Case ID: ad2d_195/html/0591-01.html
Source: Caselaw Access Project
Author: {"author": "", "license": "Public Domain", "url": "https://static.case.law/"}
Date Created: 2024-08-24T03:29:51.129683

Eastman Kodak Co., Respondent, v Miller & Miller Consulting Actuaries, Inc., Appellant.
    [601 NYS2d 10]
   In an action for breach of contract, the defendant appeals from an order of the Supreme Court, Westchester County (Coppola, J.), dated November 1, 1990, which denied its motion to vacate a default judgment entered by the same court on June 22, 1989.

Ordered that the order is affirmed, with costs.

We find no error in the denial of the defendant’s motion, made pursuant to CPLR 5015 (a) (4), to vacate its default. To this end, we note that service of process at the defendant’s place of business, effected upon the receptionist situated outside the office of the defendant’s president, complied with CPLR 311 (1). Indeed, since the record reveals that service had been effected in this manner on at least six prior occasions, the receptionist was clothed with apparent authority to receive service on behalf of the defendant (cf., Todaro v Wales Chem. Co., 173 AD2d 696, 697; Hoffman v Petrizzi, 144 AD2d 437, 439). In any event, even if the receptionist was not authorized to receive process on the defendant’s behalf, service upon the defendant was still properly effected. We note that the process server observed the defendant’s president in his office a few feet away, heard his presence announced by the receptionist, and unavailingly waited 10 minutes for him to come out and accept service. These facts evince that service was effected in a manner which was calculated to give the corporation fair notice (see, Fashion Page v Zurich Ins. Co., 50 NY2d 265, 272) and, further, that the process server, in the face of the recalcitrant corporate officer, exhibited "due diligence” in fulfilling the statutory requirements of service upon the corporate defendant (see, McDonald v Ames Supply Co., 22 NY2d 111, 115).

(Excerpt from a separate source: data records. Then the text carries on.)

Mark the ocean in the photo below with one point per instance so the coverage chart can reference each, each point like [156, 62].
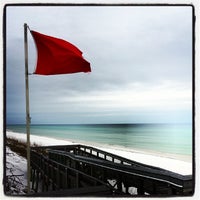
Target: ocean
[161, 138]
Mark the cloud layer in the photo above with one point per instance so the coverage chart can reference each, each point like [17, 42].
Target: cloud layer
[141, 59]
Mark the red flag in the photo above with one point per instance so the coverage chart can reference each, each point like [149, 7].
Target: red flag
[57, 56]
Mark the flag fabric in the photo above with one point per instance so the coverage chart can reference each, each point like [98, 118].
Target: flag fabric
[57, 56]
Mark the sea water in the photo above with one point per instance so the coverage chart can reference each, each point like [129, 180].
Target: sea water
[166, 138]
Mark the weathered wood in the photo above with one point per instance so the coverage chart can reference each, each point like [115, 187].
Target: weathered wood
[77, 166]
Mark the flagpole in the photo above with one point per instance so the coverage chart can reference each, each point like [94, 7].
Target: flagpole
[27, 107]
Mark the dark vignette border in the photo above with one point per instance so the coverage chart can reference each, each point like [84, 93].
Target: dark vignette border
[100, 5]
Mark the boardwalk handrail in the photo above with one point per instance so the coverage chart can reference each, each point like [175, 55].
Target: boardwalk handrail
[41, 160]
[151, 173]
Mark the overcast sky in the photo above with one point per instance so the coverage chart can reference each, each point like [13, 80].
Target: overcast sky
[140, 56]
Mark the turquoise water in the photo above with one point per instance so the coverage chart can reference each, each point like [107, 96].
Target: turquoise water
[168, 138]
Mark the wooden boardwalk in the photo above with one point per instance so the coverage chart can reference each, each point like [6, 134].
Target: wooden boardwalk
[78, 170]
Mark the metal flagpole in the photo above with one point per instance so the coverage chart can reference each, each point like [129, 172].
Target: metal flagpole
[27, 107]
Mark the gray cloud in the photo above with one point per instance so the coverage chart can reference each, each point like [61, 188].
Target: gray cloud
[125, 45]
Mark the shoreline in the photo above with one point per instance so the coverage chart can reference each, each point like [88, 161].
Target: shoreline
[166, 161]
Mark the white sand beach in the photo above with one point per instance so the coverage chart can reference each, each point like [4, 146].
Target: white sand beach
[159, 160]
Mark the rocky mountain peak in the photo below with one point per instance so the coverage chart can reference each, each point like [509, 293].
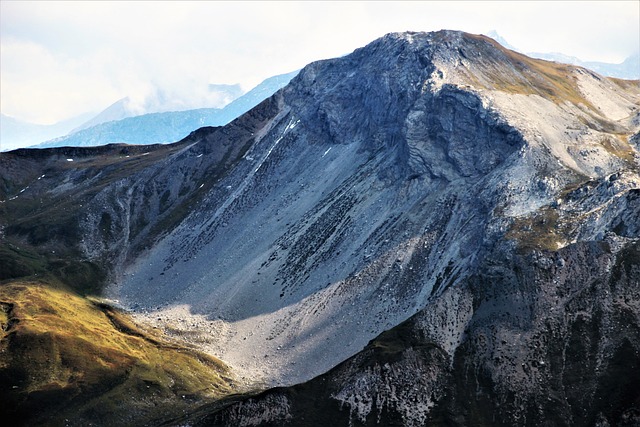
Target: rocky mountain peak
[463, 197]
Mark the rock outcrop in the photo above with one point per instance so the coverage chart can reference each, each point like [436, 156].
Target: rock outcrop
[478, 205]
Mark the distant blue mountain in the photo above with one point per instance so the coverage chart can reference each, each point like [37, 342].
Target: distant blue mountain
[168, 126]
[629, 69]
[16, 133]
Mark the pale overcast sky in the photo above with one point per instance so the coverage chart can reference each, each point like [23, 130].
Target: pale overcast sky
[61, 59]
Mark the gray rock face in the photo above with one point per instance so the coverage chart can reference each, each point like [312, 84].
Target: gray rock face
[479, 206]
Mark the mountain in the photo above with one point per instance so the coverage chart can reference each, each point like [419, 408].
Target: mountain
[115, 124]
[628, 69]
[116, 111]
[431, 230]
[221, 94]
[16, 133]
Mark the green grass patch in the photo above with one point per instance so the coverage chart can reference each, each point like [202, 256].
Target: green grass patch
[69, 357]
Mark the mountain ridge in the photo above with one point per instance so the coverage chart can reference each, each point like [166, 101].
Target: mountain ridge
[435, 179]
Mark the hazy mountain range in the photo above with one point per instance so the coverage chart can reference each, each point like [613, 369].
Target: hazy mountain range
[628, 69]
[432, 230]
[174, 125]
[123, 121]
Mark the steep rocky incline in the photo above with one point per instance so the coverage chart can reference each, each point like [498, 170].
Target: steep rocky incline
[487, 200]
[384, 178]
[520, 250]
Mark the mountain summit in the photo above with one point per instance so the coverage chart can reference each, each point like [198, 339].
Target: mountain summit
[478, 205]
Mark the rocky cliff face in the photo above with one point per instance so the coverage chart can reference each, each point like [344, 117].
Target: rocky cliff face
[484, 201]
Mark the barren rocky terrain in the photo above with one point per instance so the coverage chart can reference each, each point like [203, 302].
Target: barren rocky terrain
[430, 230]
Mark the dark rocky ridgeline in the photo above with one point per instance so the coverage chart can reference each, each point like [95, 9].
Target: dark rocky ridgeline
[532, 318]
[479, 206]
[543, 339]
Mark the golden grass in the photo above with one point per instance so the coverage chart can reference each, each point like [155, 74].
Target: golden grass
[68, 356]
[530, 76]
[618, 146]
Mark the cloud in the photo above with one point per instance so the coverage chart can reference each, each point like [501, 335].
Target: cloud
[60, 59]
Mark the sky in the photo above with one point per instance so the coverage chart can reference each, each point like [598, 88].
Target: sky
[62, 59]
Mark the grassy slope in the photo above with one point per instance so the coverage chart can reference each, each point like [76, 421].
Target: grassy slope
[64, 357]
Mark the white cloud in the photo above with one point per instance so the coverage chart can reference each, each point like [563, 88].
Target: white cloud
[65, 58]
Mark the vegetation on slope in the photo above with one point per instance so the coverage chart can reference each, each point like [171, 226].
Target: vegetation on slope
[65, 359]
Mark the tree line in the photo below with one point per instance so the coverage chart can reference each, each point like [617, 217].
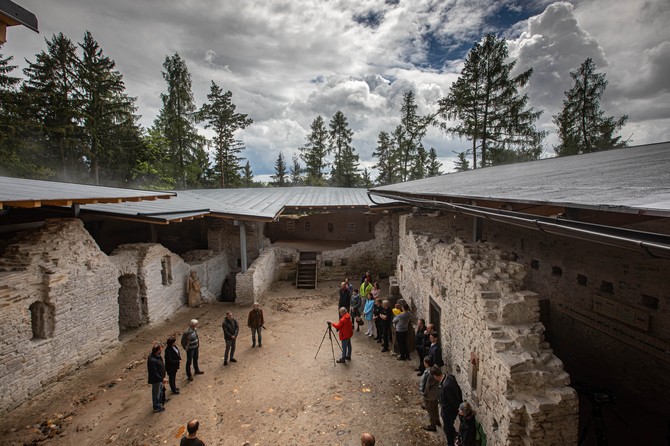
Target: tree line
[71, 119]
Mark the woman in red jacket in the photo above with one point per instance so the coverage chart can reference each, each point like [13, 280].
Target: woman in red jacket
[346, 329]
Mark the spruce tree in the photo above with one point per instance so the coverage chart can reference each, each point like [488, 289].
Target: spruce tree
[109, 128]
[489, 109]
[462, 164]
[279, 178]
[314, 153]
[582, 126]
[385, 159]
[433, 165]
[345, 165]
[53, 105]
[296, 172]
[219, 115]
[176, 122]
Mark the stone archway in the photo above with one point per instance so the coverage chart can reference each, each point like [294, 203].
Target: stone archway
[132, 303]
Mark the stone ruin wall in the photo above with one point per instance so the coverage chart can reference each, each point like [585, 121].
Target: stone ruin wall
[377, 255]
[60, 267]
[520, 390]
[603, 350]
[265, 270]
[161, 274]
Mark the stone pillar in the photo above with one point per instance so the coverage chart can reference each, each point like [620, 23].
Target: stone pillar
[243, 245]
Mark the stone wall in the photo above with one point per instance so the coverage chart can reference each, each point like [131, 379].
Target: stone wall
[607, 314]
[262, 273]
[161, 276]
[59, 296]
[377, 255]
[490, 331]
[212, 269]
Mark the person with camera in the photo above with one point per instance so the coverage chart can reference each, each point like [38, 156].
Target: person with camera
[346, 329]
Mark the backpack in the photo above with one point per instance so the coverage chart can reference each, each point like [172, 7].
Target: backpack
[184, 340]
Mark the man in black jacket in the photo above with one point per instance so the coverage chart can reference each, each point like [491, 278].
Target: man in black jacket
[435, 351]
[230, 332]
[156, 371]
[172, 361]
[450, 397]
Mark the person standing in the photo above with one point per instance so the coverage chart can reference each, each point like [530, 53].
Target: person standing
[429, 389]
[156, 377]
[230, 331]
[256, 322]
[450, 397]
[346, 329]
[191, 343]
[435, 351]
[368, 314]
[172, 361]
[401, 323]
[191, 438]
[386, 316]
[345, 298]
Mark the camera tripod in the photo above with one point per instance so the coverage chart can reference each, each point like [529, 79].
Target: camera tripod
[331, 335]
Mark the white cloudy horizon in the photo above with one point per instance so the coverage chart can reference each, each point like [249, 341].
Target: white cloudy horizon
[287, 62]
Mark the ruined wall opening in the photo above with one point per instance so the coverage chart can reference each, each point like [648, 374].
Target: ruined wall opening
[42, 320]
[132, 304]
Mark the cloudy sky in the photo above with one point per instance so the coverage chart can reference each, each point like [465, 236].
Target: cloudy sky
[288, 61]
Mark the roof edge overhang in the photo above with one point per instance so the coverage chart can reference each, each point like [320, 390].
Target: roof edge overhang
[650, 244]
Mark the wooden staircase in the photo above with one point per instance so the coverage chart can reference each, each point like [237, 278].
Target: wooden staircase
[305, 277]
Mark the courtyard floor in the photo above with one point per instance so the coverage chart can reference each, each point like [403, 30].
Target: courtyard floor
[276, 395]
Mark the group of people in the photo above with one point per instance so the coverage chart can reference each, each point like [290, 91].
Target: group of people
[158, 368]
[442, 396]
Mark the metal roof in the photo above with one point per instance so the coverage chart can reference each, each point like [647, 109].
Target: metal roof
[18, 192]
[247, 203]
[632, 179]
[13, 14]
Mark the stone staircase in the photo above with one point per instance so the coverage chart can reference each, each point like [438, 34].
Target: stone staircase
[306, 275]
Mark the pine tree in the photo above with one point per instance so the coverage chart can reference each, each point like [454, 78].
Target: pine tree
[219, 115]
[279, 178]
[385, 160]
[433, 165]
[489, 109]
[296, 172]
[345, 166]
[51, 88]
[314, 153]
[176, 122]
[109, 126]
[582, 128]
[462, 164]
[247, 175]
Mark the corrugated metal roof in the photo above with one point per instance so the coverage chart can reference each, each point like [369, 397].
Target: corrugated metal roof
[633, 179]
[18, 192]
[250, 203]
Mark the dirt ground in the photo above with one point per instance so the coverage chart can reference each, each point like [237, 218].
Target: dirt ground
[276, 395]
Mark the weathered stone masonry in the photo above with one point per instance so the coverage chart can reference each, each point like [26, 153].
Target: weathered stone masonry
[58, 294]
[492, 338]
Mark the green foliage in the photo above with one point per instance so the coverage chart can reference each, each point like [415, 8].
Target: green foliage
[433, 165]
[176, 123]
[296, 172]
[386, 162]
[582, 126]
[345, 166]
[109, 131]
[280, 176]
[462, 164]
[489, 109]
[219, 115]
[314, 153]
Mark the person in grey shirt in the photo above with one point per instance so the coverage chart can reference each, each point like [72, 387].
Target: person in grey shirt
[401, 323]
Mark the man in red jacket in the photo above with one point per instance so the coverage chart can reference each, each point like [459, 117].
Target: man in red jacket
[346, 329]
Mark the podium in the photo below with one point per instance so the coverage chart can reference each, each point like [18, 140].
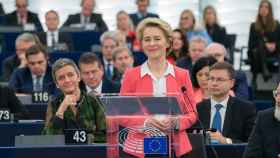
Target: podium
[127, 134]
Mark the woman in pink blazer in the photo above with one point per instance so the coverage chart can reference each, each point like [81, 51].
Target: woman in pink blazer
[158, 77]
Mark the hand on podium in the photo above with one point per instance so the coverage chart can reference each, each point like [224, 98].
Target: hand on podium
[164, 123]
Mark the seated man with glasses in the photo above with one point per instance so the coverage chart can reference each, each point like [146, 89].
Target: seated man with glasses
[264, 141]
[230, 118]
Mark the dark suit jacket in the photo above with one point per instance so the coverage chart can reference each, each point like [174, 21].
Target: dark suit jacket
[10, 101]
[107, 86]
[9, 65]
[94, 18]
[241, 88]
[1, 9]
[239, 118]
[135, 19]
[21, 81]
[11, 19]
[63, 37]
[217, 34]
[264, 141]
[185, 63]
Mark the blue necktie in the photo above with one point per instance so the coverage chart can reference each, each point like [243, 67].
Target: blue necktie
[217, 120]
[37, 86]
[108, 71]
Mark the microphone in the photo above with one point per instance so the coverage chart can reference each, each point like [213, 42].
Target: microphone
[184, 91]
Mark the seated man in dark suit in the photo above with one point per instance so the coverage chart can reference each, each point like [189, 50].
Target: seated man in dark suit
[240, 87]
[86, 17]
[22, 16]
[92, 74]
[36, 76]
[108, 44]
[18, 60]
[264, 141]
[53, 38]
[196, 50]
[11, 102]
[142, 12]
[231, 117]
[123, 59]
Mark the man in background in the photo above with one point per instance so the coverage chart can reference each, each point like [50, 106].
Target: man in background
[18, 60]
[87, 17]
[231, 117]
[36, 76]
[142, 12]
[240, 88]
[123, 59]
[22, 16]
[53, 38]
[92, 74]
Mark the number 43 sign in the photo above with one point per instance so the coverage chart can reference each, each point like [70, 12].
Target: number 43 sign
[75, 136]
[5, 115]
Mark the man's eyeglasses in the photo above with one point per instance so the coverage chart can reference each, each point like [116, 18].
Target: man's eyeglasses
[275, 93]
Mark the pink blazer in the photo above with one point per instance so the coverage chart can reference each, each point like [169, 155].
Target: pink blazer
[133, 83]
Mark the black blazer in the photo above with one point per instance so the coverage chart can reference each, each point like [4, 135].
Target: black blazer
[185, 63]
[10, 101]
[217, 34]
[94, 18]
[11, 19]
[9, 65]
[135, 19]
[63, 37]
[264, 141]
[2, 12]
[239, 118]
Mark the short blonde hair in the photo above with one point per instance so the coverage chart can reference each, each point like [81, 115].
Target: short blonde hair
[154, 22]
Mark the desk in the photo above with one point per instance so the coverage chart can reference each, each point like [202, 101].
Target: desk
[37, 111]
[82, 41]
[71, 151]
[98, 151]
[226, 151]
[10, 130]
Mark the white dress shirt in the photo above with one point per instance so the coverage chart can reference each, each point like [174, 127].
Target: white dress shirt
[49, 37]
[106, 62]
[159, 85]
[98, 89]
[222, 110]
[34, 78]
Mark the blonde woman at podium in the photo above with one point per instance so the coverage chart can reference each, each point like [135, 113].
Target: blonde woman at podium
[157, 77]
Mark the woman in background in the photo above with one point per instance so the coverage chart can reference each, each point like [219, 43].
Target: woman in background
[200, 77]
[126, 27]
[215, 31]
[179, 46]
[191, 27]
[264, 41]
[74, 109]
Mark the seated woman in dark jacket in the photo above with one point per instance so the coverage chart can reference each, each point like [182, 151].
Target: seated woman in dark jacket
[74, 109]
[264, 41]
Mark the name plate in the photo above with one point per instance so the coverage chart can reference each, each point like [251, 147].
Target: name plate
[40, 97]
[75, 136]
[5, 115]
[156, 146]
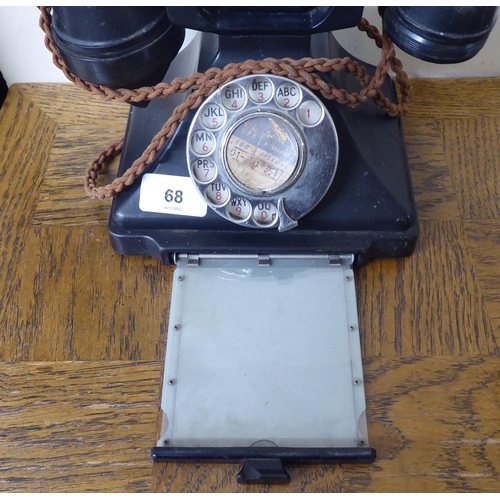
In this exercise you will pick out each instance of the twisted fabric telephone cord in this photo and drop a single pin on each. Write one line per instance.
(204, 84)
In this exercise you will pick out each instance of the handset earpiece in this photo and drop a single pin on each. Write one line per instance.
(117, 47)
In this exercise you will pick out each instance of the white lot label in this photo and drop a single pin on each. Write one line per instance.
(171, 194)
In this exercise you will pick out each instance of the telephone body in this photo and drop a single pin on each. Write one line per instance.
(264, 199)
(347, 188)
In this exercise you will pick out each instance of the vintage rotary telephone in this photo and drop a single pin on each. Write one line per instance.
(264, 198)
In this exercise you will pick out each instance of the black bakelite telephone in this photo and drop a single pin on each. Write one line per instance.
(264, 167)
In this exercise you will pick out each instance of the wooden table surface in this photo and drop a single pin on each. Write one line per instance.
(83, 329)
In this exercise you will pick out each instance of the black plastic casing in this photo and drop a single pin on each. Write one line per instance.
(442, 35)
(239, 21)
(116, 47)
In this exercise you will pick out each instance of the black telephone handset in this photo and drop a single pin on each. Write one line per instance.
(281, 167)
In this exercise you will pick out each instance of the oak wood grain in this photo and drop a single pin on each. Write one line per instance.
(435, 423)
(484, 241)
(74, 298)
(471, 146)
(77, 426)
(434, 192)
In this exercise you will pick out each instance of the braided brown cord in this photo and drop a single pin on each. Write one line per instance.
(204, 84)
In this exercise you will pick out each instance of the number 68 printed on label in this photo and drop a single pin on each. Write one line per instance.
(171, 194)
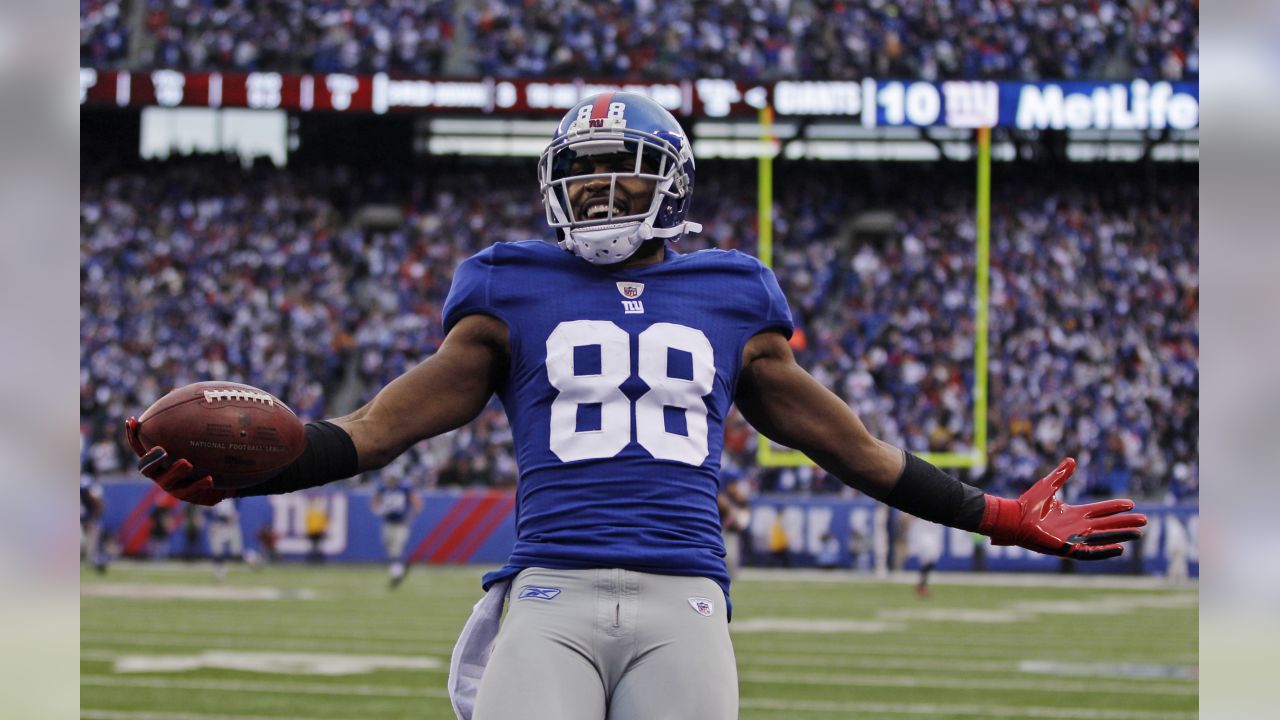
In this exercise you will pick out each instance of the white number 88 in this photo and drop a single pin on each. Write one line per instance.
(604, 388)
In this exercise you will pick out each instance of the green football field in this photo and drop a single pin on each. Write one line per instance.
(165, 642)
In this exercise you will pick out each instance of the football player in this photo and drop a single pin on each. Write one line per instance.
(396, 502)
(616, 359)
(227, 537)
(92, 506)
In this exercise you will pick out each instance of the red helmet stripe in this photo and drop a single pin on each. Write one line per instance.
(600, 109)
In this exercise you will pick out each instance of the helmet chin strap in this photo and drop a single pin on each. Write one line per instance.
(615, 245)
(648, 231)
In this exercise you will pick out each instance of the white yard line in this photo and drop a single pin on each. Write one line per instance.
(1087, 687)
(95, 714)
(996, 579)
(339, 689)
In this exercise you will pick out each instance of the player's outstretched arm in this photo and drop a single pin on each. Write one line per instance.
(440, 393)
(781, 400)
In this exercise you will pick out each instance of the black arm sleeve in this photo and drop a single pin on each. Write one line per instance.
(932, 495)
(330, 455)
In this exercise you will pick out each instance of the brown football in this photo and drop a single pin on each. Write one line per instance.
(237, 433)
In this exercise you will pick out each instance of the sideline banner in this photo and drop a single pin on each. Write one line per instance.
(1133, 105)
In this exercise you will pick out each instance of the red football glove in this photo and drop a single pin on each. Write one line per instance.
(1038, 520)
(174, 477)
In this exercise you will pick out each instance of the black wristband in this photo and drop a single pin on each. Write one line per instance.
(330, 455)
(932, 495)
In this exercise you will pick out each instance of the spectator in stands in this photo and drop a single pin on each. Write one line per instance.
(748, 40)
(293, 287)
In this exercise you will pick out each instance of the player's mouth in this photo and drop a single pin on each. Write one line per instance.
(598, 208)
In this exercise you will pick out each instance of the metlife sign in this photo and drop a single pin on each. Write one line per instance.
(1077, 105)
(969, 104)
(871, 103)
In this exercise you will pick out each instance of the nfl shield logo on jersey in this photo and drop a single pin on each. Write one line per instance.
(631, 290)
(702, 606)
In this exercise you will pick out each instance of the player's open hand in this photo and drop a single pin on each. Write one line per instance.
(174, 477)
(1038, 520)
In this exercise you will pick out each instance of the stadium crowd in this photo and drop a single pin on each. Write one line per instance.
(647, 40)
(197, 268)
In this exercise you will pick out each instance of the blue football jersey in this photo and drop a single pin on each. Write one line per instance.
(618, 387)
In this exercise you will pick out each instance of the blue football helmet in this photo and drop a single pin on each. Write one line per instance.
(630, 136)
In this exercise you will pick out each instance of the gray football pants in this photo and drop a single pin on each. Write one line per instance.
(611, 645)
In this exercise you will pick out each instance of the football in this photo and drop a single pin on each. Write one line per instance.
(237, 433)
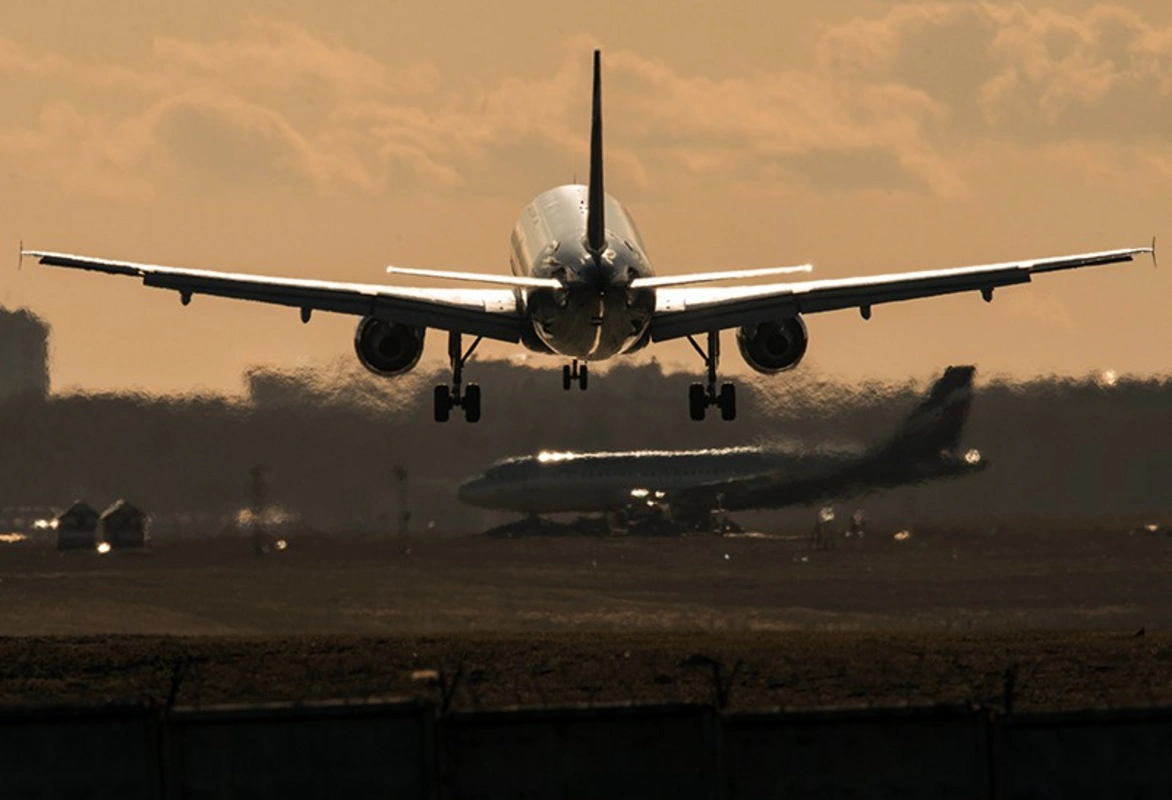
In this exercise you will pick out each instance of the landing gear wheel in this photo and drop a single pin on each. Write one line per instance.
(697, 401)
(728, 402)
(471, 403)
(443, 403)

In addition, since the defendant wholly failed to proffer a reasonable excuse for its default, the Supreme Court properly denied its motion to vacate the default pursuant to CPLR 5015 (a) (1) (see, Torres v Houses "R” Us, 182 AD2d 684; Trapani v Imlug & Seven Corp., 140 AD2d 690, 692). Thompson, J. P., Rosenblatt, Miller and Santucci, JJ., concur.